Así, frente a la tendencia de los neo-darwinistas más radicales por absolutizar el valor del ADN y su supuesta lógica egoísta, la vida se nos aparece más bien como una amplia orquesta de elementos bien coordinados, cuya lógica es la colaboración y el trabajo en equipo, no la lucha egoísta por el propio lucimiento y supervivencia al margen del resto. Es más, seguir esa lógica supondría su destrucción y desaparición.
Además, tras múltiples avatares explicativos sobre el origen de las primeras células eucariotas, se ha impuesto la explicación propuesta y popularizada, entre otros, por Lynn Margulis [5], consistente en defender que no se dio un proceso gradual, como mantiene el evolucionismo gradualista clásico, sino que más bien fue el resultado de un proceso simbiótico y colaborativo de varias entidades, tres seguramente, que durante un tiempo anterior sobrevivían separadas (Tudge, pp. 104-108). Esto explicaría por qué se mantienen todavía restos de ADN fuera del núcleo, en las mitocondrias (ADN mitocondrial), corpúsculos situados en el citoplasma de las células, y que son fundamentales para el aprovisionamiento de energía en el proceso metabólico de los seres vivos.

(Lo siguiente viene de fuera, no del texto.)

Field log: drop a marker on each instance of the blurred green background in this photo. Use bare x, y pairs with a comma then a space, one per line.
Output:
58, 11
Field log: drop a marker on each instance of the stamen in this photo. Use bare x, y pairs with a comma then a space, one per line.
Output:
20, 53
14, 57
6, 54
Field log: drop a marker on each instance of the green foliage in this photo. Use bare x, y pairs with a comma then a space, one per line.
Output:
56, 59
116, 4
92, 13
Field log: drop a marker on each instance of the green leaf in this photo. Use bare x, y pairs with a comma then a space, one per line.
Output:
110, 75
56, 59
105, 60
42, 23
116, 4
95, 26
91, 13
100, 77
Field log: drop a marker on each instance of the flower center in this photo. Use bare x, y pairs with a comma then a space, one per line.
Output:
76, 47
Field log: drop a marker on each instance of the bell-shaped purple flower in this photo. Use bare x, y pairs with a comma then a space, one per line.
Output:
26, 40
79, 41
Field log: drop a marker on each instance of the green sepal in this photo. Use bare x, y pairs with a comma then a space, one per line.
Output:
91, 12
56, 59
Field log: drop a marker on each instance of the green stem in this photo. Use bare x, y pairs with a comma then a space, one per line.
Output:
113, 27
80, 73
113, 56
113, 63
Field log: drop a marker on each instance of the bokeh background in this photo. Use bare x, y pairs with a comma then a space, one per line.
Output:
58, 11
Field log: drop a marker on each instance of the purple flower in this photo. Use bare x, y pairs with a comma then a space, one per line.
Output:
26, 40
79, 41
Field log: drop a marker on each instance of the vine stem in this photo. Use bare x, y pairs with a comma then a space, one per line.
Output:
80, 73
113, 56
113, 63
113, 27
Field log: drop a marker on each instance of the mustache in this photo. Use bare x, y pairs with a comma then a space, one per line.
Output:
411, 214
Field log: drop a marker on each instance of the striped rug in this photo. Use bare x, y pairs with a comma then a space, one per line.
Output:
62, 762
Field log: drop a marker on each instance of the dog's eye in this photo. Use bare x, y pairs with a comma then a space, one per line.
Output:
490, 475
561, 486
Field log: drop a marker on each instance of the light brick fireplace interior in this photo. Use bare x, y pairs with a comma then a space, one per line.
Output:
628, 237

En definitiva, todo el proceso de la conformación de la célula no sería tanto consecuencia de una lucha egoísta de sus diferentes elementos, sino más bien el resultado de un proceso de cooperación. Esto lleva a concluir que “la esencia de las relaciones entre el ADN y el resto de los sistemas no es de tipo amo-sirvientes, sino más bien del tipo diálogo. El ADN en sí mismo no puede replicarse sin ayuda de una gran cantidad de otras moléculas, entre las cuales las proteínas son los jugadores clave (y, por supuesto, el ADN es el jugador clave en la creación de dichas proteínas en primer lugar). Con todo el énfasis: el ADN no es “auto-replicante”. Para conseguir cualquier cosa, el ADN necesita la ayuda de sus amigos. Este último comentario es, por supuesto, tanto antropomórfico como retórico. Sí, efectivamente: pero no mucho más que el del “gen egoísta”. “ADN y sus colegas” refleja la realidad de la vida al menos con tanta precisión como “gen egoísta”, aunque las connotaciones sean claramente diferentes” (p. 101).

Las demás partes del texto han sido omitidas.